Et avec les techniciens et les acteurs, il n’a pas fallu faire de répétitions?
Christophe Deroo : L’acteur principal, on l’a choisi pour ça, même si, physiquement, il ne correspondait pas à ce qu’on cherchait au début. Je pensais à quelqu’un de plus chétif, qui ait l’air plus fragile, mais quand j’ai vu Rusty (Joiner), c’était clairement le plus motivé et le meilleur. J’ai rapidement occulté le physique pour prendre celui qui jouait le mieux. On allait quand même le voir 1h15 à l’écran. Et il était si volontaire que je savais qu’il n’aurait pas d’exigences sur le tournage.
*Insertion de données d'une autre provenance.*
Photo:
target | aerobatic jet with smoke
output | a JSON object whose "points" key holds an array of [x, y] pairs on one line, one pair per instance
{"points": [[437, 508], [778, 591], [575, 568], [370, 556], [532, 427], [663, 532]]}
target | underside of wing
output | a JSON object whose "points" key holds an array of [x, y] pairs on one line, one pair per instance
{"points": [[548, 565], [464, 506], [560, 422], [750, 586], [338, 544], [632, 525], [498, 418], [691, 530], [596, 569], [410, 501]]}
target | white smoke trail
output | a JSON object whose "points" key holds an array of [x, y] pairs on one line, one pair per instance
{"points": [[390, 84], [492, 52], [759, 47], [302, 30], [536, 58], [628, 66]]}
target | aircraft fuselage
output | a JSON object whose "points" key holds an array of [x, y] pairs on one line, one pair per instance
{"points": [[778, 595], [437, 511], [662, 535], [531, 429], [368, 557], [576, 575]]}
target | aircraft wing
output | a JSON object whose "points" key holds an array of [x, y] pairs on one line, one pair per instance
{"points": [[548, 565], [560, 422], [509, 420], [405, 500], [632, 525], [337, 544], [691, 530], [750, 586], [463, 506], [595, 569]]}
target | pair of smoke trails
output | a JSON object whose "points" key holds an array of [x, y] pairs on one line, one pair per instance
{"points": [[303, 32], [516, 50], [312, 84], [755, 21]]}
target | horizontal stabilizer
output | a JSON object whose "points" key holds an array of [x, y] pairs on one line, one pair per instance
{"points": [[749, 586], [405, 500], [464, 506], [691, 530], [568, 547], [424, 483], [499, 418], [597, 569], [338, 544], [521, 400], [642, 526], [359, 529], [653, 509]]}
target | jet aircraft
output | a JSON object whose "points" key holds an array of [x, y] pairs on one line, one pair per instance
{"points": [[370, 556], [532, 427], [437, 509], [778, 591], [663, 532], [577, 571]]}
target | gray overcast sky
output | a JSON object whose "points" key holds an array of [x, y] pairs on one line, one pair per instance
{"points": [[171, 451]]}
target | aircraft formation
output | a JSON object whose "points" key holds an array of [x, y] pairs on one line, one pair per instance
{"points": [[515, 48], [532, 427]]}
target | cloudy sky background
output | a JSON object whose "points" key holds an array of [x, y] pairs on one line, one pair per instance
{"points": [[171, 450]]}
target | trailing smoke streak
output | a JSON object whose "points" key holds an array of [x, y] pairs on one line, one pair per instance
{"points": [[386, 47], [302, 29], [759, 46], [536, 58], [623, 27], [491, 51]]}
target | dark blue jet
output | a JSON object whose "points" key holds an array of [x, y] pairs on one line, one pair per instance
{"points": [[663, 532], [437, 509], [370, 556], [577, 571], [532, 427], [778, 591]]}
Et les membres de l’équipe technique, je les ai fait souffrir physiquement avec ce rythme un peu dur, mais ça s’est bien passé parce qu’ils étaient vraiment motivés par le projet. Mais comme moi-même j’ai été chef opérateur, je comprenais les problèmes qu’ils avaient, et parfois j’avais la solution parce que -à l’époque- j’avais même plus d’expérience que mon chef opérateur, donc on s’est bien compris. Je suis très à l’aise avec la technique : au lieu de demander un plan large, je disais tout de suite où placer telle caméra, avec telle profondeur de champs et telle ouverture de diaphragme… C’est tout ça qui a fait que ça a été possible. Il n’y avait pas de place pour le doute.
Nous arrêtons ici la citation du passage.